On Tue, Oct 08, 2019 at 12:02:07PM +0200, Rasmus Villemoes wrote:
On 08/10/2019 11.31, Daniel Thompson wrote:
On Mon, Oct 07, 2019 at 08:43:31PM +0200, Rasmus Villemoes wrote:
On 07/10/2019 17.28, Daniel Thompson wrote:
On Thu, Sep 19, 2019 at 04:06:18PM +0200, Rasmus Villemoes wrote:
It feels like there is some rationale missing in the description here.
Apart from the function call overhead (and resulting register pressure etc.), using int_pow is less efficient (for an exponent of 3, it ends up doing four 64x64 multiplications instead of just two). But feel free to drop it, I'm not going to pursue it further - it just seemed like a sensible thing to do while I was optimizing the code anyway.
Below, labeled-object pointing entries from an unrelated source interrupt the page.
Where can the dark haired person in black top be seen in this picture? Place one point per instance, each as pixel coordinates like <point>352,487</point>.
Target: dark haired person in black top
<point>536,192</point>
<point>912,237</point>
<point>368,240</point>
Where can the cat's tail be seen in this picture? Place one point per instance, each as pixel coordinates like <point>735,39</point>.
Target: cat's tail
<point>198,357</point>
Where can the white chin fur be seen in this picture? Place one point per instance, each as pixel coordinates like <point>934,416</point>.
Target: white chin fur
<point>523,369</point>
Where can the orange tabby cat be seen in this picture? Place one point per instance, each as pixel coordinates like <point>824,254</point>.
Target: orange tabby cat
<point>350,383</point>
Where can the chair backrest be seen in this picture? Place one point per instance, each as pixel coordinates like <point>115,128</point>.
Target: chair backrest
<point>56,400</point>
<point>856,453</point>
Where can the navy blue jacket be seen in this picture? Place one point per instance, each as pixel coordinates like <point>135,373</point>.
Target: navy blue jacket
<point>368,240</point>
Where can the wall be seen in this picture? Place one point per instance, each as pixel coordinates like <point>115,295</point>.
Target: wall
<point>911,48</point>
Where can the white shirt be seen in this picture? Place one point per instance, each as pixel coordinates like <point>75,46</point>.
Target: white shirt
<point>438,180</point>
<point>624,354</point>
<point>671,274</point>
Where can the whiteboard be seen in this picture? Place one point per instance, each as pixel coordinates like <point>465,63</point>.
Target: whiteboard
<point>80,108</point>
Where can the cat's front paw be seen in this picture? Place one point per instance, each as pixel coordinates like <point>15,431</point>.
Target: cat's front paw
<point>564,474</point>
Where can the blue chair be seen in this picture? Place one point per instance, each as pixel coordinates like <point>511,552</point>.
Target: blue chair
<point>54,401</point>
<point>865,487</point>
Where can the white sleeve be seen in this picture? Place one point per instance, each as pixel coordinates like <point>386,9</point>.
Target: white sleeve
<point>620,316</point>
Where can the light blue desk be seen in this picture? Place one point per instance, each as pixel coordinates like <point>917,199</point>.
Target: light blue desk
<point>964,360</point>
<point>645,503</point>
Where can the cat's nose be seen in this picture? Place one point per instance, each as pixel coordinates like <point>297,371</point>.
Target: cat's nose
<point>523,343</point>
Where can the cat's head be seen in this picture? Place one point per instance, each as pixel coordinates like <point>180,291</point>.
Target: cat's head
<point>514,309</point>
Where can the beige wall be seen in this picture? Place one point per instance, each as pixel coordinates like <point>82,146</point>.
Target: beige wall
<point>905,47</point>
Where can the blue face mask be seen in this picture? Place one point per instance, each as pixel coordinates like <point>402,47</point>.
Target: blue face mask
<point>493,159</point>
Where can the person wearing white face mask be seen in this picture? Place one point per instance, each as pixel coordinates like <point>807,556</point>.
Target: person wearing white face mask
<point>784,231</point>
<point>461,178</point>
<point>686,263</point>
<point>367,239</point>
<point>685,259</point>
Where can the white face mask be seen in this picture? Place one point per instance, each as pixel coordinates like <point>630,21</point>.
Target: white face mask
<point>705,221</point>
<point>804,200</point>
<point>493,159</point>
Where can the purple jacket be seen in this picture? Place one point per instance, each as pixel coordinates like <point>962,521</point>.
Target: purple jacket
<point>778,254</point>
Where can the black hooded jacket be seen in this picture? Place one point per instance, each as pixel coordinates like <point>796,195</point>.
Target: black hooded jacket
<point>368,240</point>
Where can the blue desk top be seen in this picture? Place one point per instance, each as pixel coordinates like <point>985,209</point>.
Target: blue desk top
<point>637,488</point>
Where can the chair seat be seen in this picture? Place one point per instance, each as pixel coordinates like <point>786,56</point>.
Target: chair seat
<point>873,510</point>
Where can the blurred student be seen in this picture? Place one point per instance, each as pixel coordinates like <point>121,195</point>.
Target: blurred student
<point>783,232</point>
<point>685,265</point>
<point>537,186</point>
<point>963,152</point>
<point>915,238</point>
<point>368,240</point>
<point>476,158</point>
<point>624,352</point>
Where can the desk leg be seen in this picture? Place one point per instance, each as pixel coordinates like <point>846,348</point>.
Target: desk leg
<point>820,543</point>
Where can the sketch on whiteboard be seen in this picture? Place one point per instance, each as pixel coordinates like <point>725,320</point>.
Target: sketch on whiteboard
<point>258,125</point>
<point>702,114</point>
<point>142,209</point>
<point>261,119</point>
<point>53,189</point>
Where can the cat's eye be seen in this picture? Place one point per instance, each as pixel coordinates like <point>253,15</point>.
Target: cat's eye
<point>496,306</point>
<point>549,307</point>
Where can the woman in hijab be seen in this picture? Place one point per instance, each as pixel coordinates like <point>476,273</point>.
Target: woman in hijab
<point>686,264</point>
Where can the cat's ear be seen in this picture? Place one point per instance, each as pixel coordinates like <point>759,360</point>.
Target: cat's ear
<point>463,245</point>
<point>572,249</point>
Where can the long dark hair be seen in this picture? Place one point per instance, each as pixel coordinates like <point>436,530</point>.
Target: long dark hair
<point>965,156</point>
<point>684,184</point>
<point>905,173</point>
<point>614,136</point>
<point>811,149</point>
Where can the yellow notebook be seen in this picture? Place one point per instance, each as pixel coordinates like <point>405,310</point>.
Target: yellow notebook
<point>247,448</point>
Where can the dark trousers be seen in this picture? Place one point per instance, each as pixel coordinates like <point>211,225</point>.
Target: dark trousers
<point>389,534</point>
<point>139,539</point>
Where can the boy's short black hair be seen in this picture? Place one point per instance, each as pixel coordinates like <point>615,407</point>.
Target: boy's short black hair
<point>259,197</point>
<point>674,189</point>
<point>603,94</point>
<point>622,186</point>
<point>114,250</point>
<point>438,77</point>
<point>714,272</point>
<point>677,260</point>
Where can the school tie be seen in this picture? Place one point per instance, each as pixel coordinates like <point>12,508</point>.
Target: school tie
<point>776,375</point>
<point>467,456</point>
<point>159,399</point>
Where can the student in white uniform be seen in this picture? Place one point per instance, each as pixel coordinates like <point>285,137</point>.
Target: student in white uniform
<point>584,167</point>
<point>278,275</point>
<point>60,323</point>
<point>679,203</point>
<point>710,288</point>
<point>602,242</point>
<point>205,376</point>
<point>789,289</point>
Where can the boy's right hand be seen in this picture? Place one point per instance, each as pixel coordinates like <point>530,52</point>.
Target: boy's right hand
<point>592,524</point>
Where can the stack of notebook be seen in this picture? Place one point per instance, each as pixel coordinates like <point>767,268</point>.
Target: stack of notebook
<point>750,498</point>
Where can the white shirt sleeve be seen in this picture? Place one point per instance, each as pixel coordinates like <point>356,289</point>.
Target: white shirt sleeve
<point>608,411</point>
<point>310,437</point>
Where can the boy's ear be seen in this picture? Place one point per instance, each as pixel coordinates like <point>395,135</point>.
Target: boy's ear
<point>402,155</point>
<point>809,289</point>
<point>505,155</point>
[At the time I wrote the patch, this was also the only user of int_pow in the tree, so it also allowed removing int_pow altogether.]
To be honest the change is fine but the patch description doesn't make sense if the only current purpose of the patch is as a optimization.
Agreed. Do you want me to resend the series with patch 3 updated to read
"For a fixed small exponent of 3, it is more efficient to simply use two explicit multiplications rather than calling the int_pow() library function: Aside from the function call overhead, its implementation using repeated squaring means it ends up doing four 64x64 multiplications."
(and obviously patch 5 dropped)?
Yes, please.
When you resend you can add my R-B: to all patches:
Reviewed-by: Daniel Thompson daniel.thompson@linaro.org
Daniel.
PS Don't mind either way but I wondered the following is clearer than the slightly funky multiply-and-assign expression (which isn't wrong but isn't very common either so my brain won't speed read it):
retval = DIV_ROUND_CLOSEST_ULL(retval * retval * retval, scale * scale);